The former town of Bookwalter, Pawnee County, was named for John W. Bookwalter, a self-educated scholar, inventor, businessman, writer, politician, and world traveler. Bookwalter by 1891 owned some fifteen thousand acres of land in southeast Nebraska, chiefly in Pawnee and Gage counties. Interviewed July 3, 1891, by a reporter from the Nebraska State Journal, he confided his plans for using part of his land to promote the formation of an ideal farmers’ community modeled on those found in France:
“I have long been impressed with the desirability if not the necessity of making farm life more attractive, . . . I spent twenty-four years on a farm, and know something of its monotony, the lack of social pleasures and the obstacles offered by the life to the proper organization of the agricultural classes. There is always a rush of the young men toward the towns. . . . This tendency must be stopped, and to keep the farmers from going to towns you must carry the comforts, conveniences, and social pleasure of the town to the farms. That is what I propose doing on my property in Pawnee County.
“The land lies in a single body. It is intersected by the Kansas City, Wyandotte & Northwestern railroad, and in just about the middle of the tract the station of Bookwalter has been established. There is to be located the only farmers’ village that I know of in the United States. The town has already been platted and all the [tenant] farmers who worked my land in that township are expected to live at Bookwalter. Instead of building a house on every farm for the tenant, I will build the house in town. Every farm will have its corresponding house and will go with the farm without additional rent. About half a block of ground has been allotted to each, and a comfortable stable will also be built. The farmer will have his garden and a place for his horses and a cow or two and chickens and a few things like that near his house in town. Everything else will be on the farm.” Bookwalter also promised to build a town hall for use as a meeting place, theater, library, and reading room.
How Bookwalter, a native of Indiana, became interested in establishing such a model farm community in Nebraska is not clear.
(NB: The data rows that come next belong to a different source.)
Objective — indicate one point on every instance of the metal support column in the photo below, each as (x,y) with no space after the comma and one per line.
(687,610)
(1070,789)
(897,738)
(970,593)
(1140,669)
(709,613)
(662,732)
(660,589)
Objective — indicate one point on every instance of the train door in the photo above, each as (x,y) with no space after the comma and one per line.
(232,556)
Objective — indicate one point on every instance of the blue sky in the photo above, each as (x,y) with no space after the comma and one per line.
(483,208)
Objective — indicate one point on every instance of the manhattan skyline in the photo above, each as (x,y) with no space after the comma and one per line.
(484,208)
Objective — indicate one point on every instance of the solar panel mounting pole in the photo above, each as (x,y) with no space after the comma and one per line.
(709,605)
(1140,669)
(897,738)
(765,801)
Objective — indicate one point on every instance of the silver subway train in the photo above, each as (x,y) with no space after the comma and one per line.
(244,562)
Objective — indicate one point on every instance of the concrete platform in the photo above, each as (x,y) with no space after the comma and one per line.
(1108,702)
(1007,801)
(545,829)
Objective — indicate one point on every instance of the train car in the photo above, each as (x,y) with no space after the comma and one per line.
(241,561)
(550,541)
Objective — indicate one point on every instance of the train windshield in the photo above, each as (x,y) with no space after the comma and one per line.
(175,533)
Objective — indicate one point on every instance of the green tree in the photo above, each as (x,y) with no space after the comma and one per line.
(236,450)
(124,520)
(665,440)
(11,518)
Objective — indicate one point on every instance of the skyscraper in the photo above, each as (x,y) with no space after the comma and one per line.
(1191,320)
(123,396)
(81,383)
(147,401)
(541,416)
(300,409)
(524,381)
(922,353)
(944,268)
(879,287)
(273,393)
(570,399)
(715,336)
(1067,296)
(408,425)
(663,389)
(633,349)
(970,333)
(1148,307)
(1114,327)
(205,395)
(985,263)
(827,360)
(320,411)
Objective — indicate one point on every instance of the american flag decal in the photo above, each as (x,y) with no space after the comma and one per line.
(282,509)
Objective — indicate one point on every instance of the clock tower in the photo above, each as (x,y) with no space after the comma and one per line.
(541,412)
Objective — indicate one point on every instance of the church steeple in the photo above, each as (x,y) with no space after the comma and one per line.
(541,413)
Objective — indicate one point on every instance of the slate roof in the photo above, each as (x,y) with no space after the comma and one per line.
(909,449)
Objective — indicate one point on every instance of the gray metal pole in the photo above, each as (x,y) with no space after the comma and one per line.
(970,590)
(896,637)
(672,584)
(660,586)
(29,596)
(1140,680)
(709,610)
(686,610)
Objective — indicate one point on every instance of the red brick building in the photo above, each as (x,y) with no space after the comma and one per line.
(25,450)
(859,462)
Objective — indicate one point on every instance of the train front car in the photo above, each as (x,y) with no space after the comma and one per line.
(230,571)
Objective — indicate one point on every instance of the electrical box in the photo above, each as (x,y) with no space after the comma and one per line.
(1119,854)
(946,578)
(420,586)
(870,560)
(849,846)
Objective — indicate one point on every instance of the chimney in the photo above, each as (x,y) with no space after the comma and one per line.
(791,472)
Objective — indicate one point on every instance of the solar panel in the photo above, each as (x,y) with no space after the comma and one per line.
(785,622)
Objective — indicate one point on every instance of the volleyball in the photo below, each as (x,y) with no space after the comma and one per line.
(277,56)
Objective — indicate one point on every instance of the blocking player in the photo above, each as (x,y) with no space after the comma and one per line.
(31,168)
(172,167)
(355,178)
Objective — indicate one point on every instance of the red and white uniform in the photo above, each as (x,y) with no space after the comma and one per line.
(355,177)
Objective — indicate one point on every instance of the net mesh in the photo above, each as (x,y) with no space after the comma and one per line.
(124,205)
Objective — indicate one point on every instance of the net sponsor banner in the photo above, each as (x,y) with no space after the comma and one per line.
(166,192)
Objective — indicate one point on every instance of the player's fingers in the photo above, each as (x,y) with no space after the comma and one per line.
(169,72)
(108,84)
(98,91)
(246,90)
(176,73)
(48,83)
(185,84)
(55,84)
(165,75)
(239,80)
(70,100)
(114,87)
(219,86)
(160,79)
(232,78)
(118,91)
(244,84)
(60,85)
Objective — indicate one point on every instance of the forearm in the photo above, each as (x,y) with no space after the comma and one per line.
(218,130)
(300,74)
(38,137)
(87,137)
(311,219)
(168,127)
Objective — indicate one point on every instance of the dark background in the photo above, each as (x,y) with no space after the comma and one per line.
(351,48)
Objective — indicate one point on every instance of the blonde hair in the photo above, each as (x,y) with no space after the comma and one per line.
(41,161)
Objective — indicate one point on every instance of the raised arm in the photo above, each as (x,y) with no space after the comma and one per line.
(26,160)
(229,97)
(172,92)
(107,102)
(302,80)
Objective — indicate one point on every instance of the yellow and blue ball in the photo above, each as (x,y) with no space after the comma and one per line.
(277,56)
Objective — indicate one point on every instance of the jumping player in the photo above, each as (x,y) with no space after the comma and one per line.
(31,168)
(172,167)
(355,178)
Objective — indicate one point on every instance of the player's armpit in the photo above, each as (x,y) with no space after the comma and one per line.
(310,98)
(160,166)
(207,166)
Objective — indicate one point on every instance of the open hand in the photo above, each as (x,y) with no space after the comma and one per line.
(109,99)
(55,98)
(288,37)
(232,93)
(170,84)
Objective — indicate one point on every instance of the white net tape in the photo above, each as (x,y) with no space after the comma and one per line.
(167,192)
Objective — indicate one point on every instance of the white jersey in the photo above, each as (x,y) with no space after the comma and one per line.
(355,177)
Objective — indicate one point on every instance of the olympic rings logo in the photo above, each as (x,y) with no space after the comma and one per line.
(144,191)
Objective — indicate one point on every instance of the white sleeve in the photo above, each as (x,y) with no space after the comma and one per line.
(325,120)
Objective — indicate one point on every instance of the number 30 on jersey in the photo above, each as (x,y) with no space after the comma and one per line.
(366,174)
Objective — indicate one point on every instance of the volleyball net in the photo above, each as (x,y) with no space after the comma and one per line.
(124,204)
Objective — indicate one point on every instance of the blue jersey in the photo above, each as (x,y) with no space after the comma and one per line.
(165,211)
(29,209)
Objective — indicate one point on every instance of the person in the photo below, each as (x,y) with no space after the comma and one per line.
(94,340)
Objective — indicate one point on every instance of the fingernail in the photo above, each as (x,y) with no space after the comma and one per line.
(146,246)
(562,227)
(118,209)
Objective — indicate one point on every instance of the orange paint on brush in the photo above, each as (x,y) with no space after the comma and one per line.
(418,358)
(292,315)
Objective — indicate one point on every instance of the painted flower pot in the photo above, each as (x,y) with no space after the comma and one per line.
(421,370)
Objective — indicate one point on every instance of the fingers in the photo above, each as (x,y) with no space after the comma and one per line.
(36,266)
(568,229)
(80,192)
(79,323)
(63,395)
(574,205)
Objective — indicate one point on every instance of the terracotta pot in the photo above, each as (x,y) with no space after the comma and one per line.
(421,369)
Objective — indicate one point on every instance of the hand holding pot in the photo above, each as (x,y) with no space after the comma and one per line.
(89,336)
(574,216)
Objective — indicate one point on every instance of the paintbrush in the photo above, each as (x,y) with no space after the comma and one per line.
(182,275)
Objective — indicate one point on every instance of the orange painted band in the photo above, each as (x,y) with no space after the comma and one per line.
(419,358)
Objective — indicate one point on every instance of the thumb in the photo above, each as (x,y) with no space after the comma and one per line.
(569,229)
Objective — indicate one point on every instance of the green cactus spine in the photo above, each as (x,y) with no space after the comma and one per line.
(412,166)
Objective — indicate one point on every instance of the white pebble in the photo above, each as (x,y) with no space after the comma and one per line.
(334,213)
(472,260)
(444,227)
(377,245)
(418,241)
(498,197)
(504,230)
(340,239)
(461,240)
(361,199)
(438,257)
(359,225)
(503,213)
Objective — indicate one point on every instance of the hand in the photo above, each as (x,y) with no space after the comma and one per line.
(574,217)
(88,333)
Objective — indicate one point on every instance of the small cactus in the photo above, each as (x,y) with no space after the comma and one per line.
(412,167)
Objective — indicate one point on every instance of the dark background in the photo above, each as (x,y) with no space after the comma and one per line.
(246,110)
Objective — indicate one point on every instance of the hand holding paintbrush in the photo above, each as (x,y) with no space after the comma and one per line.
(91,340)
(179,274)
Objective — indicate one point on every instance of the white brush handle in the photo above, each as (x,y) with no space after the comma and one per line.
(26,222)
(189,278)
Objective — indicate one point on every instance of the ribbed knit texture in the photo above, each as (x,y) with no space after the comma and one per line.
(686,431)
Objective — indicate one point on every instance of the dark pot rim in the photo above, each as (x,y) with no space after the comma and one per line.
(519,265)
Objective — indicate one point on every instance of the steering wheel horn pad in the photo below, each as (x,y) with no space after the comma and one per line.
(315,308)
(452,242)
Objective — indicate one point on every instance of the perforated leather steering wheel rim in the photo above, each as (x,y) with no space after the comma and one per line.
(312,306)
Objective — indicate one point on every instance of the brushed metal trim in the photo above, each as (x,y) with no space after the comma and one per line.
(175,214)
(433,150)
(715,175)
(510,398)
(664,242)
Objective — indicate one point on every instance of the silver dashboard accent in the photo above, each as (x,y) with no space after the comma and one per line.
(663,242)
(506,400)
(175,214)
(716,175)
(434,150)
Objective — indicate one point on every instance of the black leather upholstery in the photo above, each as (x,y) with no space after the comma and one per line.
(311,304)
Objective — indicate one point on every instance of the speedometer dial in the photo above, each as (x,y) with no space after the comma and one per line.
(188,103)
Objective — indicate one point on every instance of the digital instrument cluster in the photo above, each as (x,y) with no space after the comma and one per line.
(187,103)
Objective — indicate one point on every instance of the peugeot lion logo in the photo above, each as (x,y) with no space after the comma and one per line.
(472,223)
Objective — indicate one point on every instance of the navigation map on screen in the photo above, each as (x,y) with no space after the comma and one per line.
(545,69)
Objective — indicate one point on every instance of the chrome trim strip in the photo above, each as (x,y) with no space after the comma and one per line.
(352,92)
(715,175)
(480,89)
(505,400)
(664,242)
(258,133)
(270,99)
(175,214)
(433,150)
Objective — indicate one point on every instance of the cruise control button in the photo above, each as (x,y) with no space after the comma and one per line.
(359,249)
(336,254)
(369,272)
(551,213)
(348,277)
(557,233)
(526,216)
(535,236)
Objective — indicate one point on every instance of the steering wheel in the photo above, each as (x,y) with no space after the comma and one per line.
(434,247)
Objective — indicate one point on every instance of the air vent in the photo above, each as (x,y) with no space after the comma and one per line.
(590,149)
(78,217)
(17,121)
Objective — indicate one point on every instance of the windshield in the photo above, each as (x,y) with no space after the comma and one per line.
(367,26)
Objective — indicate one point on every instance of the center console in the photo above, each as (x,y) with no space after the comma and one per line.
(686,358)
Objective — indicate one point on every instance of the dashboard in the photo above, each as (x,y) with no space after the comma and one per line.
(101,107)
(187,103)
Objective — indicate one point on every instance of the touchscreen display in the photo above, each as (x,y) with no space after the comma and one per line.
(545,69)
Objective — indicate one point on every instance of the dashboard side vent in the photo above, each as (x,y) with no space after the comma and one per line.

His brother, William, had come to this area in 1877 or 1878. John began purchasing land in Pawnee County in 1879, but did not immediately implement his plans for a model community. Bookwalter was not platted until 1889, a year after the Kansas City, Wyandotte, and Northwestern Railroad was built through the area.
Bookwalter’s plans proved impractical. His ideal eighty-acre farms soon gave way to quarter sections, with dwellings on the sections rather than in the town of Bookwalter. Bookwalter no longer exists, but the name still evokes memories of its founder and his dream of an ideal farm community.